Das Geld braucht die Modekette dringend. So dringend, dass sie sich vor zwei Wochen öffentlich über die mangelnde Unterstützung der Bundesregierung beklagte, und damit letztlich mehr Druck ausübte. Man habe mehrere Wochen lang ohne Lösung Gespräche über das Darlehen geführt, um den anhaltenden Shutdown zu überstehen, beklagte sich das Unternehmen. CEO Thomas Freude beschrieb die Situation damals so: Man laufe „gegen eine Gummiwand“, Adler sei immer wieder vertröstet worden.
Überraschend ist es, dass Adler nun selbst nicht bestätigen wollte, dass die Firma die Finanzspritze bekommt. Vielmehr ging jetzt die Bunderegierung mit der Eintragung in ihre Liste an die Öffentlichkeit, obwohl sie sich zuvor eher bedeckt hielt.
Adler durchläuft Insolvenz in Eigenverwaltung
Adler führte als Argument stets an, dass die Finanzprobleme erst durch die Coronakrise gekommen seien – eine wichtiges Voraussetzung, um an die WSF-Mittel zu kommen.
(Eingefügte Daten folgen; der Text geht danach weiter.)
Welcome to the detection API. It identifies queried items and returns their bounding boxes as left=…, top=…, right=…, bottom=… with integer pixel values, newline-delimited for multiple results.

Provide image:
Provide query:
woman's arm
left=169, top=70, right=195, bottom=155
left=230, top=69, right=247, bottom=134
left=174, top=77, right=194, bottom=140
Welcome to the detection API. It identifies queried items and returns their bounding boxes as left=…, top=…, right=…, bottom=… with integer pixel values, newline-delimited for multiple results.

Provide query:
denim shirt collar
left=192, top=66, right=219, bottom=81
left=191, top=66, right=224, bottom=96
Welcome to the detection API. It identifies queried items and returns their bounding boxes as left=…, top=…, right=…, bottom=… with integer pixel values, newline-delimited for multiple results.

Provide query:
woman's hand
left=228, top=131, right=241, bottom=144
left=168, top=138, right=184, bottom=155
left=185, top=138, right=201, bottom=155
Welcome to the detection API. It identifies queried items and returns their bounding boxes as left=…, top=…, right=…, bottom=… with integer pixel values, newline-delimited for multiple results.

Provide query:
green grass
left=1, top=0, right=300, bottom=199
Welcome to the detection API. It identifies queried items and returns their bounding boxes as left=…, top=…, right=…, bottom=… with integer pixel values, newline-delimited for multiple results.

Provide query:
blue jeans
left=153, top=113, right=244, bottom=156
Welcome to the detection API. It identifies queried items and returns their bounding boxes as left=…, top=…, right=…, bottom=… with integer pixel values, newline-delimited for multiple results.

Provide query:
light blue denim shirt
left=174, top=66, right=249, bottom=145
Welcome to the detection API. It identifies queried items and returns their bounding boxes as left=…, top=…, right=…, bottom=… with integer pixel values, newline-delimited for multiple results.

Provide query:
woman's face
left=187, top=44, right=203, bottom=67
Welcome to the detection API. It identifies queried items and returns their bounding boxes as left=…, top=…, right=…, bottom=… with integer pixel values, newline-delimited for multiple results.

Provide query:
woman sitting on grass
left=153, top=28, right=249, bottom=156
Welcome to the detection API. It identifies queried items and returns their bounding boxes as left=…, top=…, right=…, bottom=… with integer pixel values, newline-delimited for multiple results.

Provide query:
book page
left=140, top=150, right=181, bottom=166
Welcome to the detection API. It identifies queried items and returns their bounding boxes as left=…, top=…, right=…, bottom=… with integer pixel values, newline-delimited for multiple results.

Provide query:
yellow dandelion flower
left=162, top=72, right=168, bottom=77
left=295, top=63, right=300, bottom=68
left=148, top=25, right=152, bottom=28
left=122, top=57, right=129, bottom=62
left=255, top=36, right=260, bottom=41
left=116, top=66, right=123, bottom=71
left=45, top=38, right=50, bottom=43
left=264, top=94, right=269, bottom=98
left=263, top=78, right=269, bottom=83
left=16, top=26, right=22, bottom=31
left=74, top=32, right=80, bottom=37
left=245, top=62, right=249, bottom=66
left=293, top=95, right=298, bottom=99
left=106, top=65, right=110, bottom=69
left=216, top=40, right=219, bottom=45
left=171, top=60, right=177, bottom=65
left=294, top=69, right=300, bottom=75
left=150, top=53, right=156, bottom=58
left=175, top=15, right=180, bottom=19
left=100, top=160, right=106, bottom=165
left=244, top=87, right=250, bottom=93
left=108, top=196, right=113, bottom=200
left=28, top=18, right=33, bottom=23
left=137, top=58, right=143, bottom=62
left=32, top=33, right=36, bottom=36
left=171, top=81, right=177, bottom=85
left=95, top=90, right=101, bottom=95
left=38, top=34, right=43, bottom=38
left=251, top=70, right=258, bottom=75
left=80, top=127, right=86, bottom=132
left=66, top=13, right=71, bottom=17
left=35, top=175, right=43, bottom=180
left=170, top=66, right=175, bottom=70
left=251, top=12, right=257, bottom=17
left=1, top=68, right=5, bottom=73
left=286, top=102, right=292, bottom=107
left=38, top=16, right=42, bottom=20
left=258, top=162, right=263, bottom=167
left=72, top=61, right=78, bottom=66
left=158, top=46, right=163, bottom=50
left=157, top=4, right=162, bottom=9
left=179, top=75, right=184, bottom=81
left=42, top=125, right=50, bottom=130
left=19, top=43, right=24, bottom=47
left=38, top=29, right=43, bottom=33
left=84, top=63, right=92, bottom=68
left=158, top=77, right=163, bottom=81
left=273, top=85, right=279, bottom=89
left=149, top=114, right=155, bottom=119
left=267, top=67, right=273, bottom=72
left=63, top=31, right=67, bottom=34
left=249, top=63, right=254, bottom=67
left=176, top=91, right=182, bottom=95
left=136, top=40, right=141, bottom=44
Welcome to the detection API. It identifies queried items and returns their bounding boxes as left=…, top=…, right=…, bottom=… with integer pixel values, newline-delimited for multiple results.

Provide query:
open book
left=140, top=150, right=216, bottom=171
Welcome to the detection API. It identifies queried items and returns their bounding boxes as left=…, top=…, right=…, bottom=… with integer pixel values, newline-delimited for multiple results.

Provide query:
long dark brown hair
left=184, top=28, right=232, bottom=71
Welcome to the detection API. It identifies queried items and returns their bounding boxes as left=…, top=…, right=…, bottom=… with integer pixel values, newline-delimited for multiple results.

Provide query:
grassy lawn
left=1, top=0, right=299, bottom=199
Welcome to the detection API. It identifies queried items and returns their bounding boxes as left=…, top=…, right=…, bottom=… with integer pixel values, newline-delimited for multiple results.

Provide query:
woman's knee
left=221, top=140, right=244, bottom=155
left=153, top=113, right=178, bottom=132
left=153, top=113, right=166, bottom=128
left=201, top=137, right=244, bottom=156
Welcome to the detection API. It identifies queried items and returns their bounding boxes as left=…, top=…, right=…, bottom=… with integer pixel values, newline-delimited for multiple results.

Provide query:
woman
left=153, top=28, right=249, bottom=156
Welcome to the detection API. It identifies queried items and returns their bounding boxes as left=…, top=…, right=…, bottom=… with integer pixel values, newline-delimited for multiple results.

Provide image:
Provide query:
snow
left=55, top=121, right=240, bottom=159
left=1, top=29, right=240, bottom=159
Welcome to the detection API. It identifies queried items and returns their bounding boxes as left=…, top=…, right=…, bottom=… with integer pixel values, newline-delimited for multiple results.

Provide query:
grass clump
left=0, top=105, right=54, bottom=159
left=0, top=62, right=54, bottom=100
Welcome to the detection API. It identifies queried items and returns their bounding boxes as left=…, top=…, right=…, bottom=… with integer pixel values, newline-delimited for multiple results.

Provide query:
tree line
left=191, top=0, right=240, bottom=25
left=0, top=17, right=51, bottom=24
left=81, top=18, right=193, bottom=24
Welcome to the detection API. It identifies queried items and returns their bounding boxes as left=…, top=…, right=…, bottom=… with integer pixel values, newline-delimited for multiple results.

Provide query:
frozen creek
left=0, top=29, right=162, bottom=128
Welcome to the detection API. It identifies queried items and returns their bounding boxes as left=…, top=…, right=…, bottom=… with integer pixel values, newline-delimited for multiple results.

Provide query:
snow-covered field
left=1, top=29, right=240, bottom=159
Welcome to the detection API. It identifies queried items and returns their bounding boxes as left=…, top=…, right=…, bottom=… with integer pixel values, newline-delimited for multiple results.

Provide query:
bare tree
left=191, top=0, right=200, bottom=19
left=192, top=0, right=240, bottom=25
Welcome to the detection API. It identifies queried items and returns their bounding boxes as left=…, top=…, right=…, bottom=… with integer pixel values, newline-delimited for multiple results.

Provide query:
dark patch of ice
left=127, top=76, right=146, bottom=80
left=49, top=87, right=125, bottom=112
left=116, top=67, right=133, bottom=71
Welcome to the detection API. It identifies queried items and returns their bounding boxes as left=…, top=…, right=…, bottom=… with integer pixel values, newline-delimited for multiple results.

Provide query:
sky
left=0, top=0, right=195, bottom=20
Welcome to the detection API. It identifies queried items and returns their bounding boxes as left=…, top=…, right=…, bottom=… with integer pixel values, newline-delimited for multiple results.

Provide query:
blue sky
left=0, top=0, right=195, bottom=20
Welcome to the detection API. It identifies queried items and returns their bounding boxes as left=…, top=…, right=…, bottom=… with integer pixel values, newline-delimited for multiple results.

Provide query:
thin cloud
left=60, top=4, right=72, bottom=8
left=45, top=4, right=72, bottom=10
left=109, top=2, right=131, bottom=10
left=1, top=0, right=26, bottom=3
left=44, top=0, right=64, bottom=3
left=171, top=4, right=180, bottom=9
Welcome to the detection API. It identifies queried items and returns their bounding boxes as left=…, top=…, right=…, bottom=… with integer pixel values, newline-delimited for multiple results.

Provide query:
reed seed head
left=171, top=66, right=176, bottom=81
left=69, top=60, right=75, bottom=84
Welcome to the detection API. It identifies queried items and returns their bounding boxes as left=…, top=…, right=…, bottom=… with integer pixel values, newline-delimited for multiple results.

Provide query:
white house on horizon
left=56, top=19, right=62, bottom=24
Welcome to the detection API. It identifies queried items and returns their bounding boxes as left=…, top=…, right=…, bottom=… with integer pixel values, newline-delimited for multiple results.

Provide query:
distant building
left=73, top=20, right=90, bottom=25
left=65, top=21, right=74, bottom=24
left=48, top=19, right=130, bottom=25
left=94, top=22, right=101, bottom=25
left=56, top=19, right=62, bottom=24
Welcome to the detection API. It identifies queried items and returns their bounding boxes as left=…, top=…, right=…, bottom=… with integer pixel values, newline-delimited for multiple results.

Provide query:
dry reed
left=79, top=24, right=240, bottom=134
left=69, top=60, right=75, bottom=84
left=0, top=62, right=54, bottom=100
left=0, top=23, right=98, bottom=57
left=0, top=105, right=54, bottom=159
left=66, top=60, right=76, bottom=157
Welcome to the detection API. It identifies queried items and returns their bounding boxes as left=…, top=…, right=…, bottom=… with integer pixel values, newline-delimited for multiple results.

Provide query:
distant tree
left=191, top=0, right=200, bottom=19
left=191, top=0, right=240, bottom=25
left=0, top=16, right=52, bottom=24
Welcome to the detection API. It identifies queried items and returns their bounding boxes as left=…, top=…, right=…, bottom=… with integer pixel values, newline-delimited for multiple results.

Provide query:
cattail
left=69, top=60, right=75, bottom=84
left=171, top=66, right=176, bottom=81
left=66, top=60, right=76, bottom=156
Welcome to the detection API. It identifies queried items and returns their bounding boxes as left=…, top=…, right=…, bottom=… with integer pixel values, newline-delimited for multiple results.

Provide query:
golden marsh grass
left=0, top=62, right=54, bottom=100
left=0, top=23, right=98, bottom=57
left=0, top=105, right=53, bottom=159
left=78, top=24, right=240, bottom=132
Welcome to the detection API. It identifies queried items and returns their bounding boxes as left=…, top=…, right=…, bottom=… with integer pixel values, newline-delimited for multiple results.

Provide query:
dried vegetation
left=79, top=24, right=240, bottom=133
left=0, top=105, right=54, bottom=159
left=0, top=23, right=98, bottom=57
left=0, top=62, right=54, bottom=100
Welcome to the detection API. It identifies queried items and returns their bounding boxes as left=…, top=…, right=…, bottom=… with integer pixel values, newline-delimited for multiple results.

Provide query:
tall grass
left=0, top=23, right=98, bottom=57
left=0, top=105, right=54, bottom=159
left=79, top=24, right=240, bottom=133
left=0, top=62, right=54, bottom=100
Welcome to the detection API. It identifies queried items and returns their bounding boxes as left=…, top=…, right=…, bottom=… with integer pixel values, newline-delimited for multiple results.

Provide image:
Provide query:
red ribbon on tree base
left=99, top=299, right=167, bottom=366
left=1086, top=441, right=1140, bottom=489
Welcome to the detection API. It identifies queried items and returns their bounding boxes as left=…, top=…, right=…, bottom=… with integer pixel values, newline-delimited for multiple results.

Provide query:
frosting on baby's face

So verbuchte das Unternehmen im Jahr 2019 noch einen Umsatz von 495 Millionen Euro und einen Nachsteuergewinn von rund 5 Millionen Euro. CFO Karsten Odemann wies zudem 2019 eine „Rekord-Netto-Liquidität“ von 70,1 Millionen Euro aus. Außerdem betonte CEO Freude, dass Adler kein Geschenk wolle, sondern ein vollverzinstes zurückzuzahlendes Darlehen.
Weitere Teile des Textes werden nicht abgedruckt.